Chicago by Alaa Al Aswany
Author:Alaa Al Aswany
Language: eng
Format: epub
Publisher: HarperCollins
We drank and talked. Wendy told me about her family. Her mother was a social worker and her father a dentist. She lived with them in New York until she got the job at the Chicago Stock Exchange. She was living by herself in a studio near Rush Street. She said that she loved Chicago but that sometimes she felt lonely and depressed. She thought sometimes that her life had no meaning. She asked me, “Do you think I should see a psychiatrist?”
“I don’t think so. These are normal sad moods that all people have at one time or another, especially since you’re living by yourself. Don’t you have a boyfriend?”
“I found true love once, and it was wonderful, but unfortunately it ended last summer.”
I took comfort in her answer and began to tell her about myself and about my love of poetry. She said, somewhat diffidently, “Unfortunately I don’t read literature; I don’t have the time.”
“You yourself are a beautiful poem.”
“Thank you.”
She picked up her purse and said, “I must go. I have work in the morning.”

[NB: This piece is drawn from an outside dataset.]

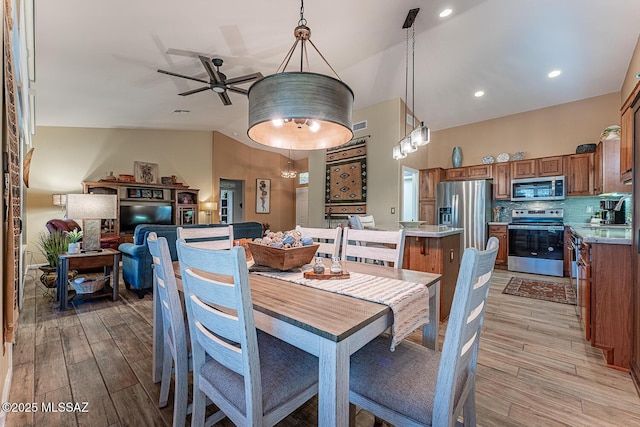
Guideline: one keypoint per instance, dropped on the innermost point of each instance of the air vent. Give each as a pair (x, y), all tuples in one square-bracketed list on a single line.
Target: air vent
[(360, 126)]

“Would it bother you if I called you?”
“Not at all.”
I called her twice during the week and then I invited her on Friday to coffee at the school cafeteria (to minimize expenses). On the subsequent Saturday, following the instructions of the sage Graham, I invited her to dinner. This time she seemed to have paid more attention to her appearance. She wore black silk pants, a sleeveless white blouse, and a red jacket with a red flower pin on the lapel. Her simple attempt at dressing elegantly was touching and sincere. We had dinner in an Italian restaurant downtown. We talked and laughed as if we were old intimate friends. I actually felt very comfortable in her company. I told her everything, about my mother and my sister, my problem at Cairo University and my love of poetry. She asked me, “Do you dream of becoming a famous poet one day?”
“Fame is not a measure of a poet’s success. There are famous poets whose work has no value and great poets that people don’t know about.”
“So, why do you write?”
“I write because I have something to say. What matters to me is not fame but appreciation, that what I write reaches a number of people, no matter how few, and changes their thoughts and feelings.”
“Ever since I was a child, I’ve dreamed of meeting a real poet.”
“You are sitting with one.”
I held her hands across the table. I raised them slowly to my lips and kissed them. She looked at me with a captivating smile. We went out to the street, tipsy from the wine. The sound of her footfalls next to me gave me joy. She asked me suddenly, “Where are we going now?”
My heart raced and I said, “I have a great documentary about Egypt. Would you like to watch it with me?”
“Of course. Where is it?”
“In my apartment.”
“Okay.”
We walked to the L station. I hurried my steps, as if I were afraid she might change her mind.